Italian research institute

The Center for Mathematics and Theoretical Physics (CMTP) is an Italian institution supporting research in mathematics and theoretical physics. The CMTP was founded on November 17, 2009 as an interdepartmental research center of the three Roman universities: Sapienza, Tor Vergata and Roma Tre. The CMTP's director is Roberto Longo, from the Mathematics Department of Tor Vergata University, and its scientific secretaries are Alberto De Sole, from Sapienza University, and Alessandro Giuliani, from Roma Tre University.

The center does not have a permanent location; however, it is temporarily hosted in Tor Vergata's Mathematics Department.

The aim of the CMTP, according to its Web site, is to "take advantage of the high quality and wide spectrum of research in mathematical physics presently carried on in Roma [sic] in order to promote cross fertilization of mathematics and theoretical physics at the highest level by fostering creative interactions of leading experts from both subjects."

== Activities of the center ==
The CMTP promotes scientific research by organizing workshops, congresses, and periods of thematic research; sending invitations to scientists; and assigning study grants.
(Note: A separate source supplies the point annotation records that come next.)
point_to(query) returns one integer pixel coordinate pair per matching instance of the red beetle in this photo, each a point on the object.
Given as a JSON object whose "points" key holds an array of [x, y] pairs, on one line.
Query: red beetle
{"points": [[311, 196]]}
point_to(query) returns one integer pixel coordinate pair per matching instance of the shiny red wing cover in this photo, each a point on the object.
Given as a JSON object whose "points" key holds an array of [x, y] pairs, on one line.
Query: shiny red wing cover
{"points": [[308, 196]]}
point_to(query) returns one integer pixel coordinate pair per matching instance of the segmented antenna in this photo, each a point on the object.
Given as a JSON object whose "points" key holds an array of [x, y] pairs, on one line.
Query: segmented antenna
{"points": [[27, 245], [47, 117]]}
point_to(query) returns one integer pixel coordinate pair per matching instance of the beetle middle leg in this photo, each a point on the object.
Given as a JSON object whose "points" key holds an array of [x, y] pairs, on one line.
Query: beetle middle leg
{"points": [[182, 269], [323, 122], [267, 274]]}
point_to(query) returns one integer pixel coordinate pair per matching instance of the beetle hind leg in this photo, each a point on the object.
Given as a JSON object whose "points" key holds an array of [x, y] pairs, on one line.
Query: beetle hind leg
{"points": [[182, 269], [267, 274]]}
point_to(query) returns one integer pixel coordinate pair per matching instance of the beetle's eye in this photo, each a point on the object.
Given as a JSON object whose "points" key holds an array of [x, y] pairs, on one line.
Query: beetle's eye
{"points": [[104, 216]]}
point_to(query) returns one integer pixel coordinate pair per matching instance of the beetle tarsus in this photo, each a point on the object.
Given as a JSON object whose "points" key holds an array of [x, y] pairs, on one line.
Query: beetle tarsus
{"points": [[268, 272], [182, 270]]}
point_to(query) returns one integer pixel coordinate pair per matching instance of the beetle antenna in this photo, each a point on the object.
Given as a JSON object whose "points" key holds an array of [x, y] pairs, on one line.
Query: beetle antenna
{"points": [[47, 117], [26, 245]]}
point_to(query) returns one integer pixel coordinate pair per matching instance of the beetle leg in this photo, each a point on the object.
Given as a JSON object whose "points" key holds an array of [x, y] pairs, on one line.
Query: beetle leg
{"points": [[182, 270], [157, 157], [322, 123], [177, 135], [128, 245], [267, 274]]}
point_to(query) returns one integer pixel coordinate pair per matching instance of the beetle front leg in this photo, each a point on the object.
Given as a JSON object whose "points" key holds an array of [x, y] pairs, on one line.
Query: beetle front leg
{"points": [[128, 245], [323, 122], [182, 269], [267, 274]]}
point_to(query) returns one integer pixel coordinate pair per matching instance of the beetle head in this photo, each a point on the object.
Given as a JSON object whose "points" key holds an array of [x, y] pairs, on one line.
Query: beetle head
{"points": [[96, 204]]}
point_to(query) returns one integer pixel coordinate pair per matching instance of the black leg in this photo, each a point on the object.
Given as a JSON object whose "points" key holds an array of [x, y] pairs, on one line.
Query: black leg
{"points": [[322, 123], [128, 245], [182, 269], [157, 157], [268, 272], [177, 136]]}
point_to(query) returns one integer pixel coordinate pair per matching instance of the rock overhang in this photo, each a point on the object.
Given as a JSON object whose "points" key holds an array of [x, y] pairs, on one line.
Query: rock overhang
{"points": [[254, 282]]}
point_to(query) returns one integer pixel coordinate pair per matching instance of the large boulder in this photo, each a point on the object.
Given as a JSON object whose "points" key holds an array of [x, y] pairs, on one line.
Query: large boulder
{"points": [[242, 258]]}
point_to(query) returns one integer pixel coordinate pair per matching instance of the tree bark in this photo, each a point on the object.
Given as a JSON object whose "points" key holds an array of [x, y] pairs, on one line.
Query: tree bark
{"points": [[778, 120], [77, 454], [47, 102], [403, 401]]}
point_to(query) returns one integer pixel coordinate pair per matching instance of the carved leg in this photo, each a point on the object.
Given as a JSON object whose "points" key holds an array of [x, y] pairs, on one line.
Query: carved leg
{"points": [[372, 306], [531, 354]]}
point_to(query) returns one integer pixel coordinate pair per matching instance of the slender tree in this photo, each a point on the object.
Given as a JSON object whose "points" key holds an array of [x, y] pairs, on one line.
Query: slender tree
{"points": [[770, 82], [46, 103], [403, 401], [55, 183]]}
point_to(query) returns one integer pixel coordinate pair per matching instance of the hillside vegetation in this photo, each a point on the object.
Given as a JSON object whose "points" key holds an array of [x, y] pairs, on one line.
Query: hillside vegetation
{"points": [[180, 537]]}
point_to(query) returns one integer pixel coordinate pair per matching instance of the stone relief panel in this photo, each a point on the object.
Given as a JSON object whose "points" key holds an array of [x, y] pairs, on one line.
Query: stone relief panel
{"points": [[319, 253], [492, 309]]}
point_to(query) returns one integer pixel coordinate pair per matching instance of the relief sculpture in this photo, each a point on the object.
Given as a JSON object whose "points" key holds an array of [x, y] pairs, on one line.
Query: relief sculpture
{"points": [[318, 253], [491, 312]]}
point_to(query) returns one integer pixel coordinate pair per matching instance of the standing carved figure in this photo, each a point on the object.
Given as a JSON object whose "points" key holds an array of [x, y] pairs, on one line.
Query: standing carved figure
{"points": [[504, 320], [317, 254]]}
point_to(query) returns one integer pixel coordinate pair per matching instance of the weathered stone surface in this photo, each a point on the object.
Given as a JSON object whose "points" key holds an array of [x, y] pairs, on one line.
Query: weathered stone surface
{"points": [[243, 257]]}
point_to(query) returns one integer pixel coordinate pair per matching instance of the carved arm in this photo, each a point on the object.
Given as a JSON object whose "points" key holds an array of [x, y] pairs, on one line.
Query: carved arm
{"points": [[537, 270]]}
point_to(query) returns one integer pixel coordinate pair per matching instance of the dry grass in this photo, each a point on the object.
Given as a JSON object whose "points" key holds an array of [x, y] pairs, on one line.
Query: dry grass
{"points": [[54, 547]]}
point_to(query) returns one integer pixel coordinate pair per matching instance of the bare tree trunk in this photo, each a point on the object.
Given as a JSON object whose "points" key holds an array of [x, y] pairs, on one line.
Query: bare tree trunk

The CMTP's goal is to attract foreign scientists of international prestige and young talented foreigners to Rome by offering a natural place for scientific education and a base of cultural interchange with other scientific centers abroad.

The opening activity of the center was to present the Seminal Interactions between Mathematics and Physics conference hosted by the Accademia Nazionale dei Lincei in Rome. The invited speakers counted, among others, four fields medalists; Alain Connes, Andrei Okounkov, Stanislav Smirnov and C. Villani; and an Abel Prize winner, Isadore Singer.
As part of the conference, the center organized two evening public lectures for the general audience, held by Ludvig Faddeev and Singer.

Among its activities, the center runs the Levi Civita colloquia.